Like a lot of pet owners, my husband and I consider our furry friend to be a member of the family. And just like any member of our family, our dog needs to have his health insurance taken care of.
Now that our Wheaten Terrier is approaching ten years of age, we started to wonder whether pet insurance would be a good investment.
The idea of not having to worry about paying your electric bill in order to save your beloved pet seemed like a good sense of security. But the more we started to look into it, the more we asked ourselves: Is pet insurance worth it?
Paying the deductible. Just like your own health insurance, a lot of pet insurance requires a deductible to be paid before your insurance will pick up the tab (and even then, the coverage can be limited to a percentage of the total cost, like 90%). Think of it as a PPO and not an HMO. The deductible—depending on how much of a monthly premium you are willing to pay—can range from a few dollars upto $1,000. In some cases, even more.

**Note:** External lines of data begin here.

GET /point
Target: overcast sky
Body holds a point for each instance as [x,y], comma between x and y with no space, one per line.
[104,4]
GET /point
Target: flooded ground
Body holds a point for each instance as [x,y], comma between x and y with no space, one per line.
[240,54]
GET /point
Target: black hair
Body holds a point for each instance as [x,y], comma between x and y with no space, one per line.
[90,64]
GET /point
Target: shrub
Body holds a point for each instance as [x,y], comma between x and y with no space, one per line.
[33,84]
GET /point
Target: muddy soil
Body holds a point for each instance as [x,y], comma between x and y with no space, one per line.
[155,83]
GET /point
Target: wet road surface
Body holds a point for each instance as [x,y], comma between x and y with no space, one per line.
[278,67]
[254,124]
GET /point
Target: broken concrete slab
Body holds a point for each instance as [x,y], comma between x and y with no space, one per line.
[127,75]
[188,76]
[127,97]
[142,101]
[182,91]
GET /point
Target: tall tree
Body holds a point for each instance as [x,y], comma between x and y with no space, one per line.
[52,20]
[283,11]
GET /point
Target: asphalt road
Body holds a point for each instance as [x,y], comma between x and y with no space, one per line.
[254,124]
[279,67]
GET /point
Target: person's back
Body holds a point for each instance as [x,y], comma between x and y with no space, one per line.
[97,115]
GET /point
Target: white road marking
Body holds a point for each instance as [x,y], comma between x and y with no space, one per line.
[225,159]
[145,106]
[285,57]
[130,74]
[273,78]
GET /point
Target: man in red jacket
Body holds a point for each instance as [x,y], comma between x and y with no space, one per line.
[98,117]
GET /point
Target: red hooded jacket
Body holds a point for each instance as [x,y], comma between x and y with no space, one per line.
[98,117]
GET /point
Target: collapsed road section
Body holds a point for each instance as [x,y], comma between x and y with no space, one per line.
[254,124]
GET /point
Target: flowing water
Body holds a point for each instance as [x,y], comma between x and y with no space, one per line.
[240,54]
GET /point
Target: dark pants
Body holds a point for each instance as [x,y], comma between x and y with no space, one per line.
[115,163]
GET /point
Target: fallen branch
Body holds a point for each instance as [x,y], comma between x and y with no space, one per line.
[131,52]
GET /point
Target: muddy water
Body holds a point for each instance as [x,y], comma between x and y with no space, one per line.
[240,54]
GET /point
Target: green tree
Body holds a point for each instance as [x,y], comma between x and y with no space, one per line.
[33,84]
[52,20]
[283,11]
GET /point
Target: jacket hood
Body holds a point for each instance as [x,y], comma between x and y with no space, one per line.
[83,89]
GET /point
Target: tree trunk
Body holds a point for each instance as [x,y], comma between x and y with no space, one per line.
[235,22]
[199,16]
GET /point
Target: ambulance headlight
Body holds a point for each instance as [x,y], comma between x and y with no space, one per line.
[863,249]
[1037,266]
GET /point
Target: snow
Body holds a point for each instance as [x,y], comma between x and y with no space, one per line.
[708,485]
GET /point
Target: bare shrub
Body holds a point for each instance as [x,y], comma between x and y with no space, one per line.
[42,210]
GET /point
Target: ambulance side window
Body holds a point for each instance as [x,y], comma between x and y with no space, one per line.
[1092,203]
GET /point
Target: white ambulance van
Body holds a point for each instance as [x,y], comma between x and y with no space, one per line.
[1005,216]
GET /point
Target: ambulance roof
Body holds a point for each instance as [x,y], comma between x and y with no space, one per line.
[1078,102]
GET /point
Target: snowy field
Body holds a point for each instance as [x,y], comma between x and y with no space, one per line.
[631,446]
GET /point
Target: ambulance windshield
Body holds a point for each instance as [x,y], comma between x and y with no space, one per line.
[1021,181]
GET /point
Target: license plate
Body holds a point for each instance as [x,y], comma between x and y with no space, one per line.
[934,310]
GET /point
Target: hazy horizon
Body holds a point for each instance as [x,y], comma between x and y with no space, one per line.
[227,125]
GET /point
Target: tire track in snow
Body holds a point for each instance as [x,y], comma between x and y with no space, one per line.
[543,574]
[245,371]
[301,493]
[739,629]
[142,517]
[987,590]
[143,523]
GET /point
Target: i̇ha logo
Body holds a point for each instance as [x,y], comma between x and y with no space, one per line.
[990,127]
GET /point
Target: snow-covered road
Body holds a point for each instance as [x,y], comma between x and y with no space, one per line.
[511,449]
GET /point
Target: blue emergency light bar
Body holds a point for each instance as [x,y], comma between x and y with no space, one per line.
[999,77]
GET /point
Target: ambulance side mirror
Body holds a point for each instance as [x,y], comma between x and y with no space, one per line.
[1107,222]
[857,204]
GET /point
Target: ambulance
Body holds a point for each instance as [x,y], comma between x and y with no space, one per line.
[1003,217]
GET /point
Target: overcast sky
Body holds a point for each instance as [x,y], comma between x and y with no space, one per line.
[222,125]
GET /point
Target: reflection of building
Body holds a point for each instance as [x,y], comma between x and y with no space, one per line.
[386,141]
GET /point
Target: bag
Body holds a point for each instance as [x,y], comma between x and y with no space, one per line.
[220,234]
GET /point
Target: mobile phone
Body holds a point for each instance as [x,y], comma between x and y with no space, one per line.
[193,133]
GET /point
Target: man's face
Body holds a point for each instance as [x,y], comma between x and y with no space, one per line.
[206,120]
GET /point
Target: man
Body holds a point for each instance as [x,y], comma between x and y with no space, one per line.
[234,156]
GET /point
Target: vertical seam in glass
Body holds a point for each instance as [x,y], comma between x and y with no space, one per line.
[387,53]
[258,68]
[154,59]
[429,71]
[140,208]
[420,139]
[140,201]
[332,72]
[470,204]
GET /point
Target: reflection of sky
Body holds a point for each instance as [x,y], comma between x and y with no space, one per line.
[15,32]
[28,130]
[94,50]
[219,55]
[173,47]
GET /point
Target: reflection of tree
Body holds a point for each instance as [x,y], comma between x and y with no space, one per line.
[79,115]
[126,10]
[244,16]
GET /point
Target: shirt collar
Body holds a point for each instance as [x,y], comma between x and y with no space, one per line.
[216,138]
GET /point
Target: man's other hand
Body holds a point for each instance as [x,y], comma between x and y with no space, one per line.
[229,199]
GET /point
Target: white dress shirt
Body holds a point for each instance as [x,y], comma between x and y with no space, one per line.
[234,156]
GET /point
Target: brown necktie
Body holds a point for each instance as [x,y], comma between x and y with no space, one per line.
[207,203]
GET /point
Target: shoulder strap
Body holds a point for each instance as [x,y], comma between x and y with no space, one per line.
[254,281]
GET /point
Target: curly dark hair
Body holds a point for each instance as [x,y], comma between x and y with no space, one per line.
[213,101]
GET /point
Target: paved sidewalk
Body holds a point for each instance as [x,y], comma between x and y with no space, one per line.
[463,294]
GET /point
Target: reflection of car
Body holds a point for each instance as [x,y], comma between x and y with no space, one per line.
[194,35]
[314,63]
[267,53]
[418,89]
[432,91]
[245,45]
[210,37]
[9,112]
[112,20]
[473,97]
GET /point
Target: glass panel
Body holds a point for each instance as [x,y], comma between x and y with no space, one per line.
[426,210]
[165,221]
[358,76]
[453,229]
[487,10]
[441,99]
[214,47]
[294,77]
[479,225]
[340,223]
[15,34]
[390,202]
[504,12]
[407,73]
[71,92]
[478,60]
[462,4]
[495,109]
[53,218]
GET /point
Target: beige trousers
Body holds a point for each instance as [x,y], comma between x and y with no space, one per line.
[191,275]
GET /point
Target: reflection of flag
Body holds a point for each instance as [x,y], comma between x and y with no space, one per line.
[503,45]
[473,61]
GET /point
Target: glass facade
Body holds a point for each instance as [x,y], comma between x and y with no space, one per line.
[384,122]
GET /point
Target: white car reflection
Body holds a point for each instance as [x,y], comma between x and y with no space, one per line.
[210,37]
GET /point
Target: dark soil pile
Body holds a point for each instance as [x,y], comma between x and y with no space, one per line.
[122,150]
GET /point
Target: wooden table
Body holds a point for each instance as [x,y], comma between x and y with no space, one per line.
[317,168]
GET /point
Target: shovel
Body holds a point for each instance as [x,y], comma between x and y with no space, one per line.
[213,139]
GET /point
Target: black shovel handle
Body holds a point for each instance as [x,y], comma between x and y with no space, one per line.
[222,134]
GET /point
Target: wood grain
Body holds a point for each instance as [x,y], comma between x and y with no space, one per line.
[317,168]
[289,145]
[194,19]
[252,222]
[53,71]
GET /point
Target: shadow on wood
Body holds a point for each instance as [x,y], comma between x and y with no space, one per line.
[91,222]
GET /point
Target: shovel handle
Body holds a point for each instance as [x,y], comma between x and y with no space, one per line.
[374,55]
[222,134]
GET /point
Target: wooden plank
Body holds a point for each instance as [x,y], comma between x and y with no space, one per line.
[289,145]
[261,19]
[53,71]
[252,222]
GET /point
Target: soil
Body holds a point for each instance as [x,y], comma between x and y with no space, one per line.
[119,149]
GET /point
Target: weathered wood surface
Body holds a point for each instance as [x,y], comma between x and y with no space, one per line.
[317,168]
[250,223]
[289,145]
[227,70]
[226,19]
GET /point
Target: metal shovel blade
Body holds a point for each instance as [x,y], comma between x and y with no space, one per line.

Restrictions. We found that each pet insurance had its own set of restrictions, whether it was for pre-existing conditions or a limit on what types of services would be covered, we didn’t like the idea of deciding not to do a certain procedure just because it wasn’t covered by insurance (it’s sad to admit that this is also a reality with human insurance!). We know that if it came down to it, we would be willing to use all the funds we had available to us in order to save our dog, especially if it wasn’t his time to go yet. We probably wouldn’t have the choice to save our pet if the surgery and treatment was extremely out of our budget or if it would compromise our finances, but we found that in these extreme cases, there was also a change that the pet insurance wouldn’t cover it either.
Time consuming. Like any financial decision, we found that sifting through all the different options was extremely time consuming—except this wasn’t a decision as to which mortgage lender we were going for, it was about pet insurance! After a couple of hours of internet searching, we were a bit over it.
We found that pet insurance was worth it if you had a pet with lifelong conditions that was consistently visiting the veterinarian. But for the average pet who only sees the vet at their annual check-up or for emergencies, like breaking their leg with a door or accidentally getting soap in their eye (don’t judge me!), then you’re probably better off just setting aside money monthly into a separate savings account for your pet.
I know I wouldn’t be too happy to contribute toward pet insurance and spend more than $5,000 on premiums only to never even need to use the money.